Q: In your opinion, how have Woody Guthrie and his songs affected the world?

Arlo: "Something got picked up in the world as a result of Woody’s life that we celebrate, or we wouldn’t be writing these books and we wouldn’t be singing his songs. Something survived."

Nora: "Woody inspired and nurtured other people’s creativity. They listened to his songs and read his books and went out and did something magical or wonderful. Like Dylan. He was really affected by Woody, then he went out and wrote and sang his own songs."

Elizabeth: "One of the wonderful things about Woody’s music is that millions, perhaps even a billion people, know his song, This Land was Made for You and Me. He was out to write simple, beautiful songs you could sing the first time you heard them, and he certainly did well with This Land.

One of the most amazing things about Woody was his incredible patriotism. He was quick to criticize America for her short comings, yet he was passionately American. One of my favorite songs is Pastures of Plenty. After expressing his love of fertile farming land and yet how difficult the migrant farm worker’s life is, Woody ends the song with ‘My land I’ll defend with my Life if needs be, ‘Cause my Pastures of Plenty must always be free!’"

Q: Why do you think his songs are so important?

Nora: "They sound like they’ve been there forever, like mountains or rivers. Woody’s lyrics have a lot of character, but they are not stamped with his personality. You don’t identify the ego of the poet. His songs are so simple you don’t even realize somebody wrote them. They just become yours."

Elizabeth: Woody played a major role in the folk song revival of the 1940’s and 1950’s. His songs help us understand what it was like to live through the Dust Bowl, the Great Depression, the labor movement, W.W.II and the McCarthy era. His music influenced Bob Dylan, Bruce Springsteen, and many other musicians. Woody’s music keeps finding larger audiences as more of his work is released on CDs and new musicians record his songs. Great examples of this are Billy Bragg’s two Mermaid Avenue CD’s, and Daddy-O Daddy, recorded by a diverse group of artists."

Q: What was it like growing up in the Guthrie household?

Nora: "My mother told me when I was about a year old I toddled towards Woody, sleeping on the couch, and suddenly I STOPPED. There was something so instinctive, so primal about my reaction, my mother realized there was something wrong with him.

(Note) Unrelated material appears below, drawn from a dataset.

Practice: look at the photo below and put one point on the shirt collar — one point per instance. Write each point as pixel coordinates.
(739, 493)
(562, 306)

Up till then it had been friends and professionals complaining that he was drinking too much. He was not drinking right then, just sleeping. It was the Huntington’s, with violence that came out of nowhere, with no warning.

Not long after that Woody was hospitalized. I remember visiting him there. Every weekend we went to Greystone. Sunday was Dad's day, except when we went to camp or were away for some reason.

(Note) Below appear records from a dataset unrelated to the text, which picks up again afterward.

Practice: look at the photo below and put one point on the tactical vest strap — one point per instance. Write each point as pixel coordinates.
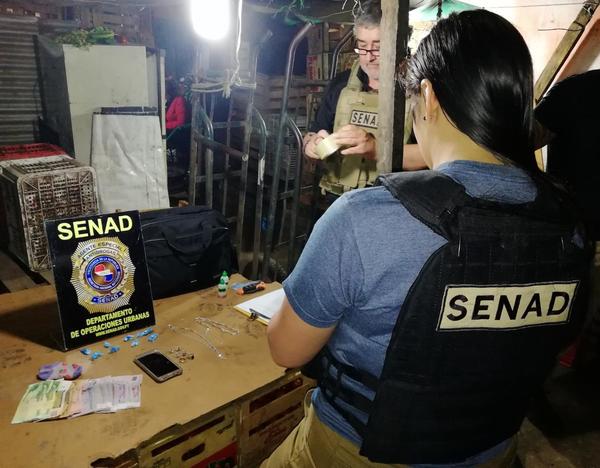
(329, 373)
(433, 207)
(354, 82)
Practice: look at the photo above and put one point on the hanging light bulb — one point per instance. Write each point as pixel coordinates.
(210, 18)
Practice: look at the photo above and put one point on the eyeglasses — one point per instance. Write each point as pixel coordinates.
(373, 52)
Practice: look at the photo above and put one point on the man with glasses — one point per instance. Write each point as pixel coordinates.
(349, 111)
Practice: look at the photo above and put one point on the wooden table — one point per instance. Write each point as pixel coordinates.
(28, 321)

Arlo is older than me and saw the change. I was born into it. Arlo had more of the ups and downs. He says he was our father's "seeing eye son," like a "seeing eye dog." He walked with him, talked with him, took him to the bathroom, fed him."

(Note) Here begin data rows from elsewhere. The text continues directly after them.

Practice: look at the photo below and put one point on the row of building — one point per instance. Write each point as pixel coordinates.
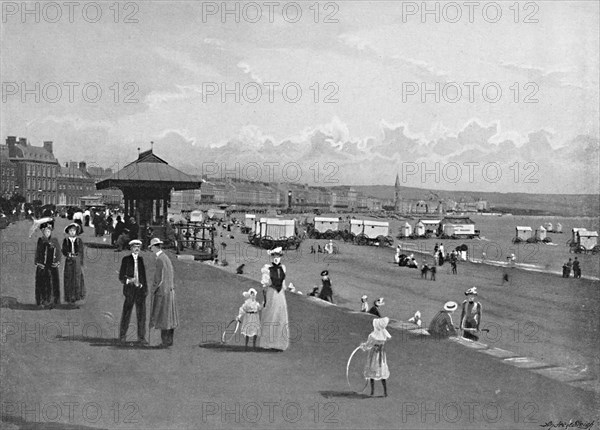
(36, 174)
(282, 195)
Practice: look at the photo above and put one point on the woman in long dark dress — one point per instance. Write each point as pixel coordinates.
(326, 291)
(72, 249)
(47, 260)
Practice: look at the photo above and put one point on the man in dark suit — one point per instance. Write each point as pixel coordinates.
(135, 289)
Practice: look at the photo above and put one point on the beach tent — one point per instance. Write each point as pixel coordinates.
(540, 233)
(196, 216)
(373, 229)
(405, 230)
(276, 228)
(524, 232)
(323, 224)
(420, 229)
(575, 232)
(216, 214)
(431, 225)
(588, 239)
(250, 221)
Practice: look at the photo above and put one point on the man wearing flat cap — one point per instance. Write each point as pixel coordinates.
(470, 317)
(135, 289)
(441, 325)
(326, 291)
(163, 315)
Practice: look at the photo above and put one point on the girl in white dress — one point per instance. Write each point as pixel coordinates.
(275, 331)
(248, 315)
(376, 367)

Q: What do you think your role is in the Woody Guthrie legacy?

Arlo: "I am his son, but I am also in the lineage of his heart, his disciple. I’m an admirer also. It’s sort of an awkward position to be in. It’s not very often that someone is a prophet in his own country, let alone in his own family."

Nora: "I had no agenda when I started running the Woody Guthrie Archives. It evolved when I saw what was there. I found he is primarily a songwriter. Not a political songwriter or a folk singer, just a songwriter. I was just going through the songs under F yesterday -- there were songs about firemen, family, fiction, flu. He wrote about everything. I don’t sense he gave one song more importance than another. So what does that make me? I guess I’m a song plugger."

Elizabeth: I’d like more people to know how complex, difficult, funny and brilliant Woody was. It’s inspiring to see how he kept writing and singing despite incredible tragedies in his life. Also, Woody and those close to him paid a high price for his brilliance and stubbornness. We have incredible music from Woody, but it wasn’t always easy to be him or be around him. I hope people will be able to listen more deeply and compassionately to his music when they know more about his life and the times he was singing about."